Maddon's belief is that the more information you have on a hitter the more you expose not only his weaknesses but also where he will hit the ball against certain pitchers. Of course, pitchers need to execute pitches and the shifts are not foolproof. But the information increases the probability of getting the hitter out, Maddon said.

It looks like he is on to something. Like scoring runs, batting average is declining for a sixth straight year. The major league batting average is .252. It hasn't been this hard to get a hit in the majors since 1972 -- the last year without a DH.

Andy Pettitte turns 40 years old next Friday. He sat out last season. And yet never before has he struck out a higher percentage of batters (23.2) or been more difficult to hit (.225). What gives?

"Right now I feel like I can put any pitch where I want it," he said.

Pettitte may not throw as hard as he did even as recently as 2010, but his stuff is better. His four-seam fastball can eat up hitters even at 88 mph because it has a natural cut to it. His two-seam fastball has tremendous downward run. And he can throw his cutter between 79 and 85 mph several different ways: frontdoor cutter, backdoor cutter, slurvey cutter with a looping break and hard cutter with a sharp break. He can also drop in a curveball.

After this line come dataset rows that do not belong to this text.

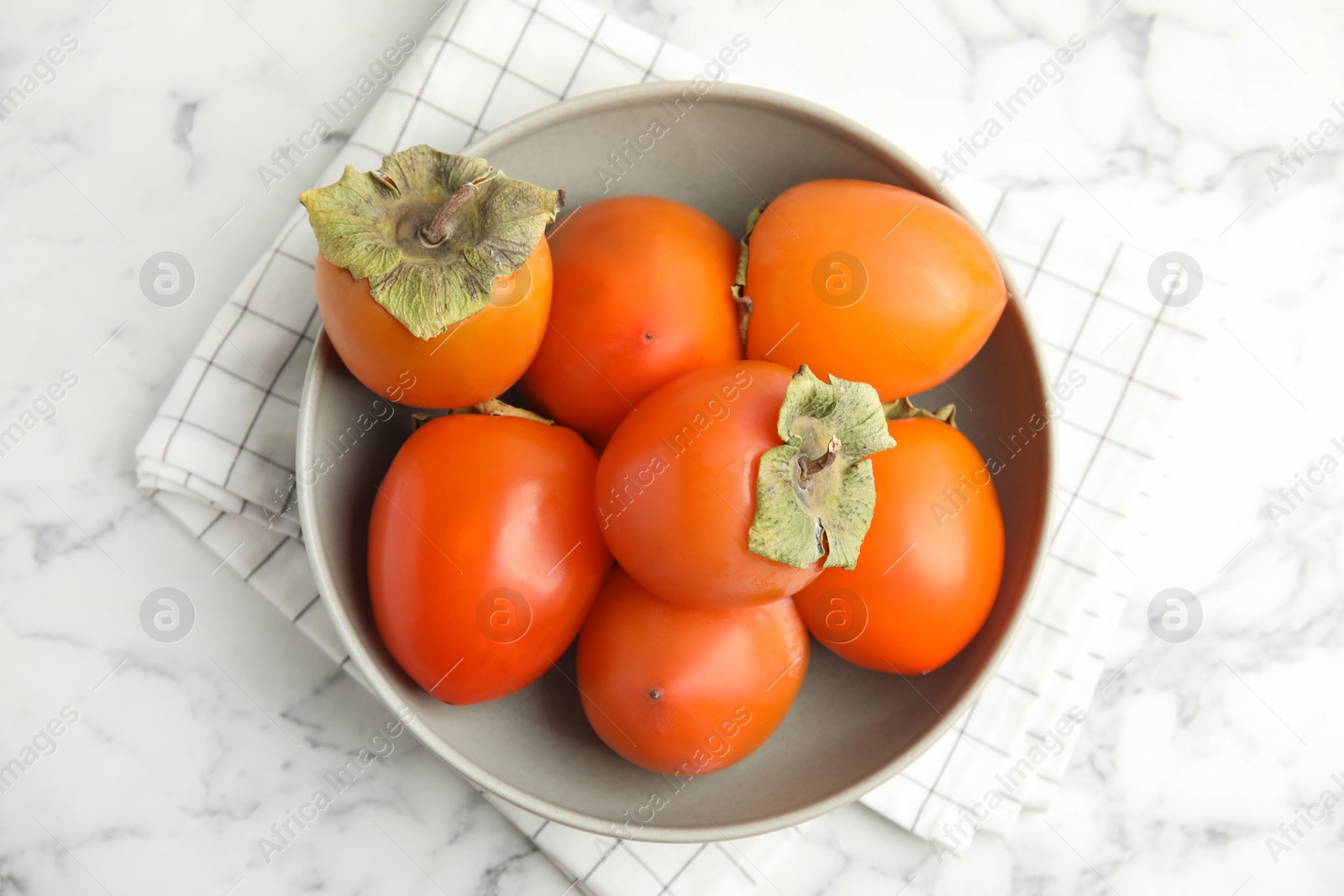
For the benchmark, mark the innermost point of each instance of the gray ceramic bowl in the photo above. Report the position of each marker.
(850, 730)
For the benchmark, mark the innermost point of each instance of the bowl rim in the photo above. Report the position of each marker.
(380, 683)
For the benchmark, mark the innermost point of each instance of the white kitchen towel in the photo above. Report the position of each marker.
(219, 454)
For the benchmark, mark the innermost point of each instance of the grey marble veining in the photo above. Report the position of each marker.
(175, 759)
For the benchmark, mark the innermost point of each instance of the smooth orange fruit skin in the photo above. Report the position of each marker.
(643, 295)
(934, 291)
(911, 609)
(484, 523)
(723, 679)
(477, 359)
(676, 488)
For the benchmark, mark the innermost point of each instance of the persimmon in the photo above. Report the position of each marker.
(870, 282)
(433, 275)
(737, 484)
(643, 295)
(687, 691)
(932, 560)
(483, 553)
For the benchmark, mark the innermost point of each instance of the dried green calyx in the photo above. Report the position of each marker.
(430, 231)
(815, 493)
(902, 410)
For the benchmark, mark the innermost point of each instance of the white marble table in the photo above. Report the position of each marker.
(172, 759)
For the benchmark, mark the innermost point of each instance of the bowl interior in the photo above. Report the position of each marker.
(850, 728)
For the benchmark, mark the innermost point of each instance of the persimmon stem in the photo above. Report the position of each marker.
(441, 226)
(810, 466)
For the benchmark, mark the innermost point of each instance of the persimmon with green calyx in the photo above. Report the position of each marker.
(737, 484)
(433, 275)
(867, 281)
(643, 295)
(933, 558)
(687, 691)
(483, 553)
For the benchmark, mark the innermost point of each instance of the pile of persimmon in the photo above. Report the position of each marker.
(727, 419)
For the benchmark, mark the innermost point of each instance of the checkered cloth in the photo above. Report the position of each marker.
(219, 456)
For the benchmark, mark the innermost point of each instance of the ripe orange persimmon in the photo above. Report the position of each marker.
(685, 691)
(931, 564)
(477, 359)
(433, 275)
(870, 282)
(483, 555)
(730, 485)
(643, 295)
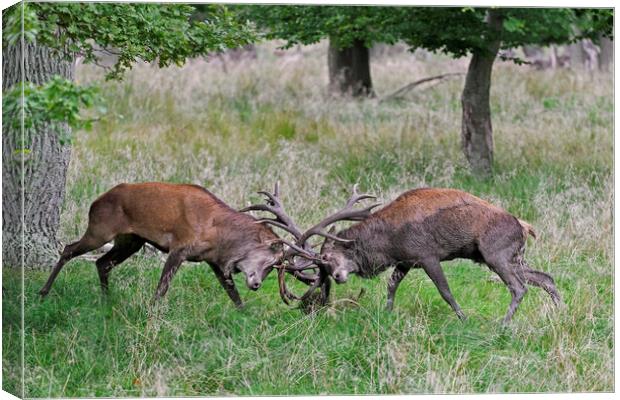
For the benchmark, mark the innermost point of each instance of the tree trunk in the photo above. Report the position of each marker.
(349, 70)
(476, 129)
(34, 167)
(606, 55)
(578, 55)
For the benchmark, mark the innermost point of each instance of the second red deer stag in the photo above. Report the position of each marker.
(185, 221)
(421, 228)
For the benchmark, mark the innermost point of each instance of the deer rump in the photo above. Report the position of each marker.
(423, 227)
(186, 221)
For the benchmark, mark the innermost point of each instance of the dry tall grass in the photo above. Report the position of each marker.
(238, 129)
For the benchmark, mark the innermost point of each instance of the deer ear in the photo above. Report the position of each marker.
(276, 245)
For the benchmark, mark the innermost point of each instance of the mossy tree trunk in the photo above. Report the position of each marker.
(349, 69)
(606, 55)
(34, 166)
(476, 128)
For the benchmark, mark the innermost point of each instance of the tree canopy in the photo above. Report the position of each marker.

"I have six or seven pitches I have confidence in to throw any time," Pettitte said. "I feel like I can get the ball in on hitters whenever I want, and that opens up the outside. I guess that's where the strikeouts are coming from."

The Yankees signed Pettitte as back-of-the-rotation insurance and he is pitching like a front-of-the-rotation pitcher. It is only five starts, but so far manager Joe Girardi said the only element about Pettitte's return that has surprised him is "his stamina." Pettitte has held his stuff deep into games.

"People say he was out for a year," pitching coach Larry Rothschild said, "but it's not like he was on the couch for a year. He was working out and always keeps himself in tremendous shape. The guy is a true professional."

David Price leads the American League with eight wins this year, and his start against the Yankees Thursday night showed the high degree of difficulty of such an achievement. Price held a 5-1 lead in the fifth inning and was two outs away from qualifying for the win, but was facing Alex Rodriguez and Robinson Cano in Yankee Stadium with the bases loaded. In a riveting sequence, Price needed to throw 17 pitches to get two great hitters out: 11 to Rodriguez (most of them curveballs) before finally getting a strikeout and six to Cano (all of them fastballs) before getting a grounder to second base. Price's last pitch of the night -- and his 38th of the inning in which he pitched exclusively out of the stretch after a leadoff single -- also happened to match his hardest pitch of the night, at 98 mph.

It was the definition of a stress inning: emptying the tank against two great hitters in a hostile environment surrounded by runners in a high-pitch inning. But that's life with the unbalanced schedule in the AL East, where pitchers continually see strong lineups.

Think about this: Price has pitched a quarter of his major league career against two teams, the Yankees and Red Sox -- 28 of his 106 games, or 26 percent. Think about all of those stress innings. (By comparison, Jered Weaver of the Angels has faced the Yankees and Red Sox in only 11 percent of his games.)

Here's one way to gauge the toll. Price's winning percentage against New York and Boston (.632) is almost exactly the same as it is against the rest of baseball (.627). But it's so much harder getting through those two teams that his ERA against the Yankees and Red Sox (3.68) is more than half a run higher than it is against others (3.11).